MCG / JSE Joint Media Release
Johannesburg, 27 February 2019: Today, MultiChoice Group (MCG) listed on the JSE’s Main Board. This is the first JSE listing in 2019. MultiChoice Group includes MultiChoice South Africa, MultiChoice Africa, Showmax Africa, and Irdeto.
Calvo Mawela, MultiChoice Group CEO, commented: “The listing is an important milestone in our exciting journey of growth. As one of the fastest-growing pay-TV broadcast providers globally, our strong financial position at listing is backed by attractive long-term growth opportunities in both subscriber numbers and revenue. MCG has a highly cash generative core with no financial debt, and we are poised to deliver value to our shareholders over time.”
MultiChoice Group brings leading local and international entertainment and sport content to around 14-million households in 50 African markets, providing viewers with access to content from 8 out of 10 major international studios. Importantly, MCG is differentiated by its production of over 4,500 hours of local content in 10 studios across Africa. Showmax alone has 17,500 hours of content with half being local content. Furthermore, MCG offers a world of champions with over 37 sports channels providing sports fans viewership of most iconic global sport events.
Donna Nemer, Director, Capital Markets and Group Strategy at the JSE, welcomed the MultiChoice Group listing, adding that: “This significant listing is a cause for celebration not only for the Company, but for the JSE as well. This is an opportunity for MultiChoice to unlock a wealth of potential and capital for its investors on one of the most trusted, stable and robust exchanges globally. We are delighted to be part of this journey and will continue to work hard to build better markets for the MultiChoice Group and its shareholders.”
The listing and impending unbundling of MCG by Naspers reinforces the commitment of both MCG and Naspers to broad, socio-economic transformation in South Africa. Phuthuma Nathi (PN) shareholders will be allocated an additional 5% stake in MultiChoice South Africa (MCSA) for no consideration, thereby increasing their indirect interest in MCSA from 20% to 25%, and resulting in a 25% increase in PN’s share of MCSA dividend flows. Through PN, MCSA has provided long-term, far-reaching benefits to more than 90,000 individual and institutional B-BBEE shareholders.

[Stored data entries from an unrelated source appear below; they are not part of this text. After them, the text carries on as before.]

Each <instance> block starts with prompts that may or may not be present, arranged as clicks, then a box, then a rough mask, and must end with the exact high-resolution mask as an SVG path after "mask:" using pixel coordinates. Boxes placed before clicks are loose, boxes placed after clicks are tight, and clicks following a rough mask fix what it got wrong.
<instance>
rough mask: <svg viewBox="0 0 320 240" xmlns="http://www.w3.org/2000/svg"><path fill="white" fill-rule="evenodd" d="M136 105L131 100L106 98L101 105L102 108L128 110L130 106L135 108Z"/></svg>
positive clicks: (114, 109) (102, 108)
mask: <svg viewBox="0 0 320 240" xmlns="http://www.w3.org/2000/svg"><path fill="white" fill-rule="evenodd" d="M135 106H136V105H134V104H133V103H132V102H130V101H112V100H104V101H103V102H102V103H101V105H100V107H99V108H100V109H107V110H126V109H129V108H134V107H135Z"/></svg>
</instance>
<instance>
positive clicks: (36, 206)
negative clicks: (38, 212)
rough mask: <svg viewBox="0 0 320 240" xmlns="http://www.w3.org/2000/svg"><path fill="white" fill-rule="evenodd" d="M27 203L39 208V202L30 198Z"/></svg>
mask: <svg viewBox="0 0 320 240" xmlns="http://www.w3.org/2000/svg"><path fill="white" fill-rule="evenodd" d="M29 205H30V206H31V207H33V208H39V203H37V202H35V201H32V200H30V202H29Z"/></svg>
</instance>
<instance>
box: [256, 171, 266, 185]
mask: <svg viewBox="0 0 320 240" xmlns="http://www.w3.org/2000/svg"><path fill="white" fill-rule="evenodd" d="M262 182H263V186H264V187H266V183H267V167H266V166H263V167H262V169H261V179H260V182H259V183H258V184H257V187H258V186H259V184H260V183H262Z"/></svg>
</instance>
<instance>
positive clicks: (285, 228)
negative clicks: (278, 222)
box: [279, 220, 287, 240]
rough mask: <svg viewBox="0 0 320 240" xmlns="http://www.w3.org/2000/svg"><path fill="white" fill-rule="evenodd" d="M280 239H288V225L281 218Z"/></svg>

Bob van Dijk, Naspers Chief Executive Officer, commented: “Today is a proud day for Naspers. Listing MultiChoice Group through an unbundling unlocks value for Naspers shareholders by creating the opportunity for them to own a direct stake in MultiChoice Group, a top-40 JSE-listed African entertainment group. We are also very pleased to be able to create further value for Phuthuma Nathi shareholders, who, through MultiChoice South Africa, have already participated in one of South Africa’s most successful empowerment schemes. As MultiChoice Group embarks on its next exciting chapter I look forward to seeing the team build further on their impressive success story.”
MCG joins five companies listed in the media sector on the JSE, which prior to the MCG listing contributed 9% to the total market capitalisation of the JSE (R1.39 trillion).